Just call me Kitty. I'm nineteen years old, the only child of a single mom. My mother is still young—well, she's only 34 now. People often think we're just siblings when we're out together.
I won't deny it—our life isn't ideal. Mom works as a sexy dancer in a club. Sometimes I envy my other friends whose moms are in the office, wearing blazers, or teaching at school. But this is our reality, and I try to understand it because I know she does it so she can feed me and provide for everything I need.
When I stopped studying, I chose to focus on online selling. I found a way to make a decent living from home. To be fair, my small business also grew so I was able to stand on my own two feet at least.
In the midst of all this, I had a boyfriend at the time—Carlo. He was older than me, he was 25. At first, everything was okay. As I said, it's good that I have someone to support me, someone to dream with. But little did I know, while I was taking care of the orders and deliveries, he and Mama were also taking care of something else.

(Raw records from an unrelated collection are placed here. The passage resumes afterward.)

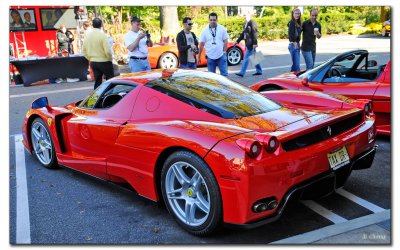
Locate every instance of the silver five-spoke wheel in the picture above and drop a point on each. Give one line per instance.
(187, 194)
(191, 193)
(42, 144)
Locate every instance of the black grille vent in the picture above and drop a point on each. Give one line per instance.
(323, 133)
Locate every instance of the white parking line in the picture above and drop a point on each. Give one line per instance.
(323, 211)
(23, 227)
(50, 92)
(368, 205)
(336, 229)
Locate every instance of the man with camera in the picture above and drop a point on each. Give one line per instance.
(187, 45)
(215, 38)
(97, 51)
(137, 41)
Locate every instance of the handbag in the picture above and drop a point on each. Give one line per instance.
(256, 58)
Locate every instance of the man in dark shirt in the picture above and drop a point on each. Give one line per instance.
(311, 30)
(250, 34)
(187, 45)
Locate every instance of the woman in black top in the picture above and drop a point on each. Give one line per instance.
(294, 30)
(65, 38)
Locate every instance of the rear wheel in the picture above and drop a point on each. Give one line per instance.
(42, 144)
(191, 193)
(234, 56)
(167, 61)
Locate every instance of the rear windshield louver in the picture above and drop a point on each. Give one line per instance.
(323, 133)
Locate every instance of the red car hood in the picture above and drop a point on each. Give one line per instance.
(290, 76)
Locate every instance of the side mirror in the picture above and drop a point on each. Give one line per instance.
(304, 81)
(40, 103)
(372, 63)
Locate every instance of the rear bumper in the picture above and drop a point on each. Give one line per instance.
(323, 184)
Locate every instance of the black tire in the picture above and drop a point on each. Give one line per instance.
(268, 88)
(234, 56)
(42, 144)
(168, 60)
(191, 164)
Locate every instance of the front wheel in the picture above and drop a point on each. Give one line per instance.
(191, 193)
(234, 56)
(168, 61)
(42, 144)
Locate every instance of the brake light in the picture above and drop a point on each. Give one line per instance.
(251, 147)
(368, 109)
(271, 143)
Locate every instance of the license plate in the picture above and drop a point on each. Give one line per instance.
(338, 158)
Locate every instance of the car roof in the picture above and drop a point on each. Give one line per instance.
(146, 76)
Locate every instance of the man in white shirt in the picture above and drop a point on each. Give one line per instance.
(215, 38)
(137, 42)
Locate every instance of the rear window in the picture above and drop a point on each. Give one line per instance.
(214, 94)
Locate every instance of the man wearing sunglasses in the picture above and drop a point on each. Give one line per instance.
(187, 45)
(215, 39)
(137, 41)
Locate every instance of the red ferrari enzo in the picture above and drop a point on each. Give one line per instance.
(213, 150)
(350, 74)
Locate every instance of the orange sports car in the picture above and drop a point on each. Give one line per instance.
(166, 55)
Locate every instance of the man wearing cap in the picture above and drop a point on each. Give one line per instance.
(136, 41)
(97, 50)
(215, 39)
(187, 45)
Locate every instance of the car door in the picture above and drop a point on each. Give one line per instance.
(92, 130)
(344, 77)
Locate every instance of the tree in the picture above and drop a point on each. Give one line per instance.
(385, 13)
(169, 22)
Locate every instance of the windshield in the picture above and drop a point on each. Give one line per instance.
(315, 70)
(208, 91)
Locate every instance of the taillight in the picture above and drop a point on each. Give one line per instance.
(368, 109)
(271, 143)
(250, 146)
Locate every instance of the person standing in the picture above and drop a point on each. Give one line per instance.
(63, 38)
(294, 34)
(16, 19)
(250, 35)
(311, 30)
(215, 39)
(97, 50)
(136, 41)
(28, 21)
(187, 45)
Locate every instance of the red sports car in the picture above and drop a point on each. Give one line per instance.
(213, 150)
(166, 56)
(350, 74)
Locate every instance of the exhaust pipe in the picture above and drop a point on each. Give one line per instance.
(264, 205)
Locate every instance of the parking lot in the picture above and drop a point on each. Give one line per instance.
(65, 207)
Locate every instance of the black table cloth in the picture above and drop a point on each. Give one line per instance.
(41, 69)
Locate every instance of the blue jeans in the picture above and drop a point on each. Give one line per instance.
(137, 65)
(246, 62)
(222, 63)
(295, 54)
(189, 65)
(309, 57)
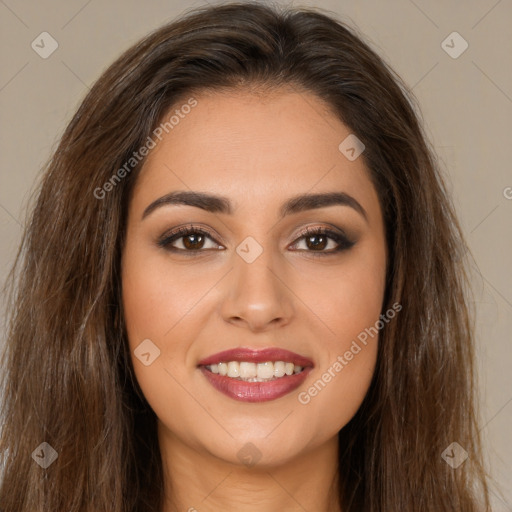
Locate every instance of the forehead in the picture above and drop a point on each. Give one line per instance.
(265, 147)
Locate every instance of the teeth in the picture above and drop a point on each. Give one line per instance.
(233, 369)
(255, 372)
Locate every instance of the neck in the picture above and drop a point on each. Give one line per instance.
(197, 481)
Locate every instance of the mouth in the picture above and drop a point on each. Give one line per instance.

It hurt. I didn't immediately believe it when someone told me. Until I saw it with my own eyes. My mom and my boyfriend—holding each other's arms, talking as if no one else was around. That's when I felt like my strength was taken away from me. I can't explain which was heavier: his betrayal or the fact that my mom was with him.
Because I couldn't take it anymore, I decided to leave home. I rented a small room—just enough for me and my belongings. I didn't tell Mom right away where I was moving. I wanted to be alone, think, and breathe deeply. But despite everything, she was still my mom. Even though I was angry, I couldn't shake the love I had for her.
To this day, I don't know how to deal with her. How can you understand someone you're so good at but who also hurt you first? I'm annoyed but I also understand why she's looking for love. Maybe we're both missing something in life—her, as a woman, and me, as a child who's not used to having someone competing for her attention.
But I also know it's not right. It's not right that he and my ex are together. It's not right that I'm going back to a house where I'll see both of them. I don't know if Carlo and I will ever go back to the way we used to be, but I know in myself that I need to let him go for good.
Maybe one day, Mom and I will have a proper conversation. Not to scold her or force her to change, but just to let all this weight out. I don't want to live in anger. I want to go back to the point where I can hug her and say, “It's okay, I understand you somehow.” But not yet.
For now, I'm just learning to rebuild myself. Maybe one day, I'll be able to forgive him completely. But that doesn't mean Carlo will come back into my life. There are people who are only meant to be remembered.